Other than the C-terminal truncation, all of the other HCM-linked cardiac TnT mutations that have been described result in single amino acid changes. These result from point mutations, and in one case, a single codon deletion (4, 11, 22–24). These cardiac TnT mutations would be predicted to have a lesser impact on protein structure than does the C-terminal truncation. To ascertain whether the contractile phenotype resulting from these mutations is fundamentally different from that associated with the myosin heavy chain mutations that have been examined, either wild-type or mutant (Ile79Asn, Arg92Gln or ΔGlu160) human cardiac TnT cDNA constructs were transfected into quail myotubes for structural and contractile characterization.

MATERIALS AND METHODS

Expression Constructs.

A full-length wild-type human cardiac TnT cDNA was prepared from reverse transcription-coupled PCR of mRNA from normal heart tissue as described (8). Regions containing missense mutations (Ile79Asn and Arg92Gln) and the in-frame single codon deletion (ΔGlu160) were amplified from leukocyte RNA from individuals with HCM carrying these mutations. Restriction enzyme fragments containing these mutations were then subcloned into the full-length cardiac TnT cDNA. The nucleotide sequence of each insert was confirmed. Each mutant TnT cDNA subclone was then transferred to the pCMV vector (Invitrogen), which uses the cytomegalovirus (CMV) promoter and includes a neomycin-resistance gene as a selectable marker. Resultant clones were designated by the relevant vector and mutation, e.g., pCMV.Arg92Gln.

Myocyte Transfection and Selection.

This study used a myotube assay system that was recently described in detail (25). Briefly, normal myoblasts were prepared from day 8 quail embryonic pectoral muscle and plated at a density of 5 × 10⁵ cells per 35-mm Petri dish on a collagen- and Matrigel-coated aclar coverslip. These primary cultures of skeletal myoblasts were transfected with vector containing the wild-type, one of the two missense mutations (Ile79Asn; Arg92Gln), or the codon deletion (ΔGlu160) of human cardiac TnT cDNA. After transfection, the transfected myoblasts were selected with G418 [under bromodeoxyuridine (BrdUrd) conditions that blocked differentiation; see ref. 25], and maintained under these conditions for 7 days. After selection, BrdUrd was withdrawn, allowing myocyte differentiation into myotubes. Twelve days after withdrawal of BrdUrd, the dishes of myotubes were prepared for either immunostaining or mechanical study. These procedures are represented schematically in Fig. 1.
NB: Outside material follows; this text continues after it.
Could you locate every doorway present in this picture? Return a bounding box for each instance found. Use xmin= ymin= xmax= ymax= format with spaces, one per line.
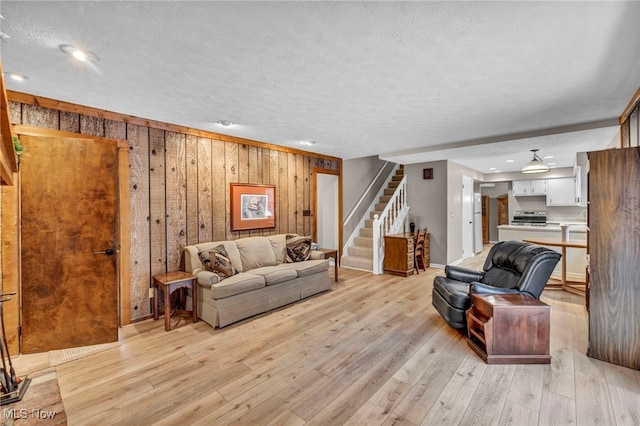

Flow diagram of the experimental procedures. At the top of the figure is a schematic representation of the expression vector into which the human cardiac TnT cDNAs were cloned. The vector is then transfected into undifferentiated, primary skeletal myoblasts. Selection occurs under nondifferentiating conditions before allowing myotube formation from transfected myoblasts. Either microscopic or mechanical measurements are then made on the myotubes.

Western Blots.

Protein extracts from permeabilized myotubes were analyzed by Western blotting. One-dimensional denaturing PAGE was followed by electrophoretic transfer to Immobilon P membrane. The resulting transfers were probed with either an anti-TnT monoclonal antibody that recognizes all vertebrate TnT isoforms (Serotec product T1/61, Harlan Bioproducts for Science, Indianapolis, IN; see ref. 8) or one that reacts with human but not quail TnT (Sigma product JLT-12). The secondary antibody was conjugated with horseradish peroxidase to allow visualization by diaminobenzidene staining.

Immunostaining.

A monoclonal anti-TnT (clone JLT-12, Sigma) was used in immunofluorescent assays to detect the transfected human cardiac TnT in quail myotubes. Cultures were fixed in 2% formaldehyde then permeabilized and soluble proteins extracted with 0.5% Triton X-100 in PBS. The primary antibody was incubated in a humidified chamber at 37°C for 90 min, and the secondary antibody (an affinity-purified rhodamine-conjugated goat-anti-mouse IgG; Jackson ImmunoResearch) was incubated for 60 min. Preparations were examined, imaged, and photographed with a Leitz DMR microscope and a cooled charge-coupled devise camera (RTE/CCD-1317-K/1; Princeton Instruments, Trenton, NJ).

Functional Assessment.

Isolated myotubes were obtained from culture dishes of native control, wild-type, and mutant transfection groups. Medium was removed and replaced with a permeabilizing solution (170 mM potassium propionate/5 mM EGTA/2.5 mM MgCl₂/2.5 mM ATP/10 mM imidazole/0.2 mM phenylmethylsulfonyl fluoride, pH 7.0) at 4°C overnight. The cultures were subsequently stored in 170 mM potassium propionate/5 mM EGTA/2.5 mM MgCl₂/2.5 mM ATP/10 mM imidazole/1 mM NaN₃/2.5 mM glutathione/50% glycerol, pH 7.0, at −20°C. A single permeabilized myotube was mounted with miniature aluminum “T-clips” between a servo-controlled motor and a force transducer (Series 400 Force Transducer System, Cambridge Technology, Watertown, MA) for measurement of isometric force. The entire set-up was mounted on the stage of a Leitz Fluovert equipped with Nomarski interference-contrast objectives for direct observation of sarcomere patterns and measurement of myotube width and depth to calculate the cross-sectional area. The sarcomere length of each myotube was adjusted to 2.5–2.6 μm. Ca²⁺-containing experimental solutions for force measurements ranged in calcium concentration from pCa 8.0 (no added calcium relaxing solution) to a maximal of pCa 4.3. Force developed at 25°C in each pCa solution was recorded with chart recorder 220 (Model 15–6327-57, Gould, Cleveland, OH), as well as digitized by using a multiplexed A/D converter and personal computer.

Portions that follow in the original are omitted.